A client of ours had been thinking of investing in real estate, as thousands of others currently are, yet hadn't yet bought that first property. Why? According to him, there are three valid reasons.
First, he was waiting to get another financial situation resolved, specifically he was arguing with his bank about the status of a property he co-owned with his daughter. His daughter lived in the property now but had previously owned it as a rental. The client had bought the property with his daughter to help her get started in real estate investing but had since moved into the property when their old tenant left. The problem?
The lender wanted to identify the property as an investment property even though the daughter was living in it.

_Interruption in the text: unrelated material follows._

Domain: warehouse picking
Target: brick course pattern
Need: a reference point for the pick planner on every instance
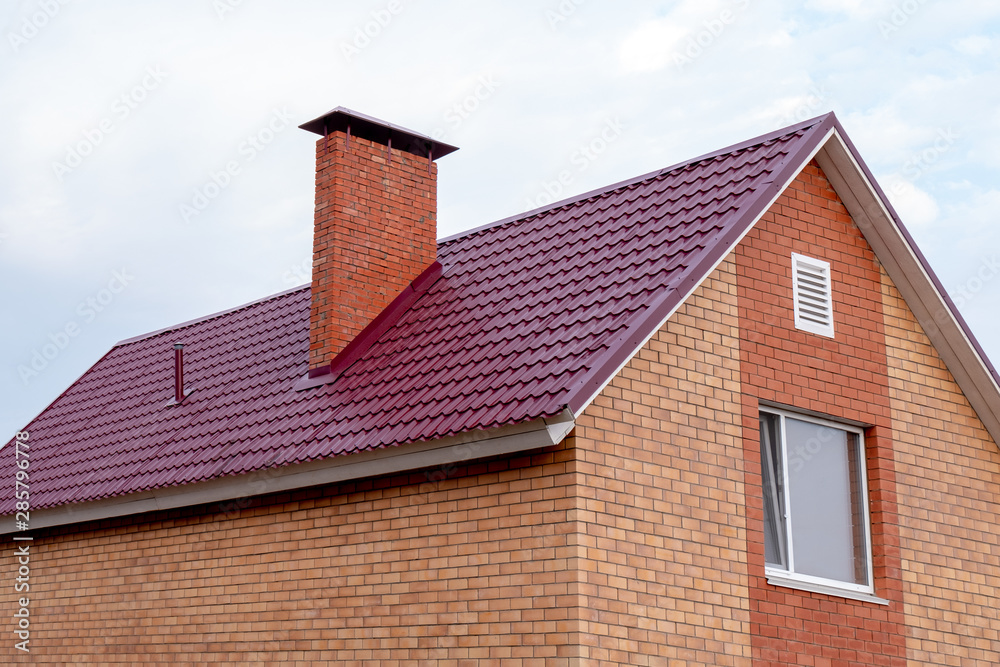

The interest rate on the mortgage note was 6.00 percent and a 15 year fixed rate was 3.25 percent for an investment property, but 3.00 percent for an owner-occupied home.

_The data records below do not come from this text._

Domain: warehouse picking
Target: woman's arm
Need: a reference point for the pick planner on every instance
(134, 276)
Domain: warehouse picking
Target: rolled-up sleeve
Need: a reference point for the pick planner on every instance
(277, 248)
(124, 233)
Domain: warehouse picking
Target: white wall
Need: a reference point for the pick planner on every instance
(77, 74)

The back-and-forth had been going on for a couple of months yet the owner was holding his ground.
While holding ground is a prudent action, what if rates suddenly went back up to say, 4.00 percent? Or 5.00 percent? Can someone say six? It wasn't just a few years back that 6.00 percent was the going rate, is it impossible for rates คอนโด กรุงเทพ to float back up to that range? Of course not.
Yet our client wasn't going to budge.
The problem with inaction is that it hinders opportunity. Interest rates, along with loan principal, are the key ingredient when determining cash flow on an investment unit. If rates rise too high, suddenly all the "great bargains" out there simply become stale listings.
It's important to analyze each financial transaction and to regularly review a portfolio. But thinking too hard, or "over-analyzing" a potential deal is enough to kill a deal before it ever gets out of the gate.